If you're currently leasing a car, you've probably gotten a fair number of ads or emails suggesting that you trade in your current vehicle for a new one. These pitches promise a new vehicle for similar or lower lease payments. They may say that the dealership wants your vehicle because it's low on used-car inventory and needs exactly what you have.
These offers sound good, and the sheer number of attempts to reach you can add a sense of urgency. But is there anything to them? Are the offers too good to be true? The answer can depend on the type of advertisement you've received and the sender.
Why You're Getting the Offer
In the auto industry, these advertisements are part of what are known as "lease pull-ahead programs." Their goal is to "pull" customers back into the leasing cycle, ahead of when their current lease expires.
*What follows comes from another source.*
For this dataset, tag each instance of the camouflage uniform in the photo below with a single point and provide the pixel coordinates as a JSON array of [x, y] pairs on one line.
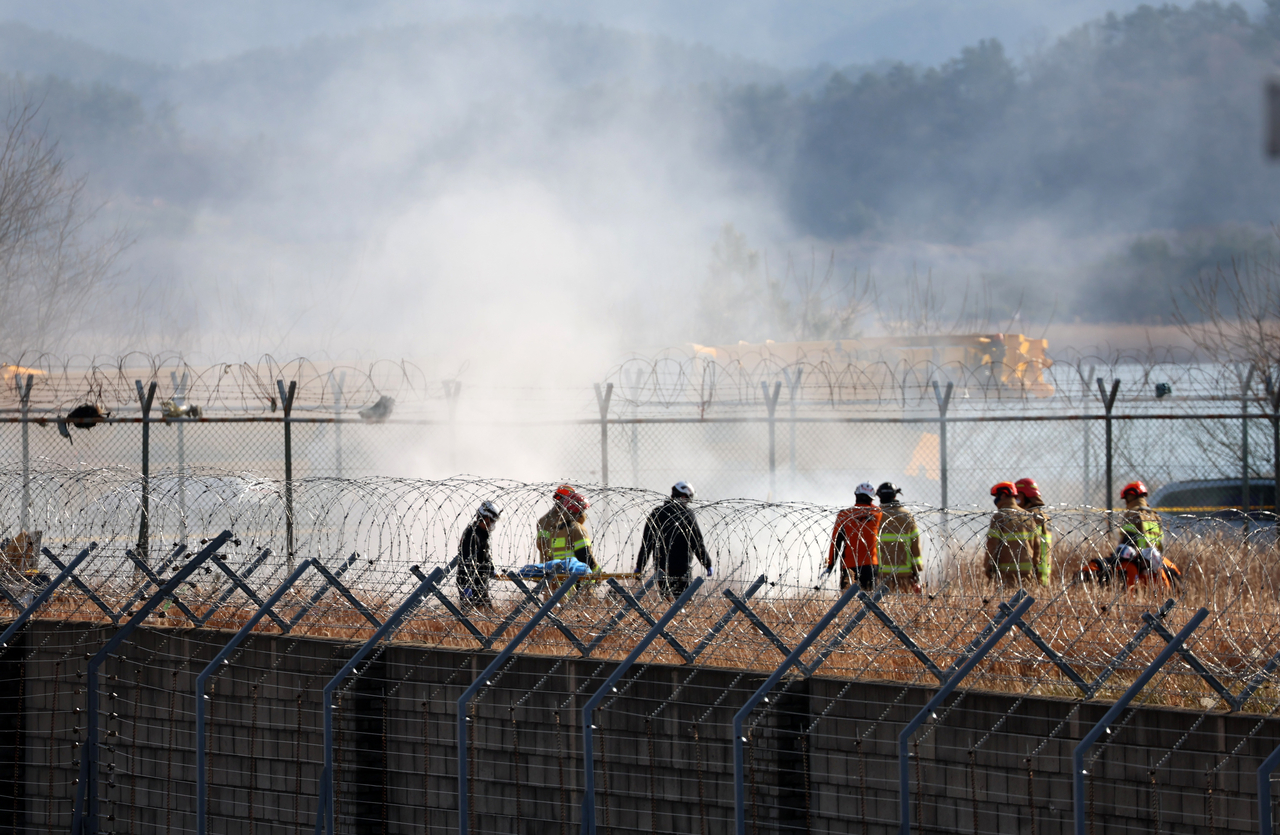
[[900, 562], [1013, 542]]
The three years of a typical lease may seem like a relatively short time to us. But in the eyes of automakers and car dealers, waiting 36 months for a customer to come back and do business again feels like a lifetime. So instead of waiting until your current lease is over to seduce you with offers of a new car, dealers start sending them before your lease is at the halfway point.
But these programs aren't just about making a new deal. Some manufacturers use lease pull-ahead programs to spread out the lease returns of certain models so that a large number of the same cars aren't hitting auction blocks at the same time. Too many of the same car showing up simultaneously at auction will eventually drive down that car's value.
Finally, the used-car department of your local dealership may really, truly want your off-lease vehicle, especially if there is a shortage of clean late-model cars.
So if you can be persuaded to turn in your car early, it can be a triple win for the dealership and the carmaker.
With all this at stake, it becomes easier to understand why carmakers and car dealerships invest so much energy in getting you back in the dealership ahead of schedule.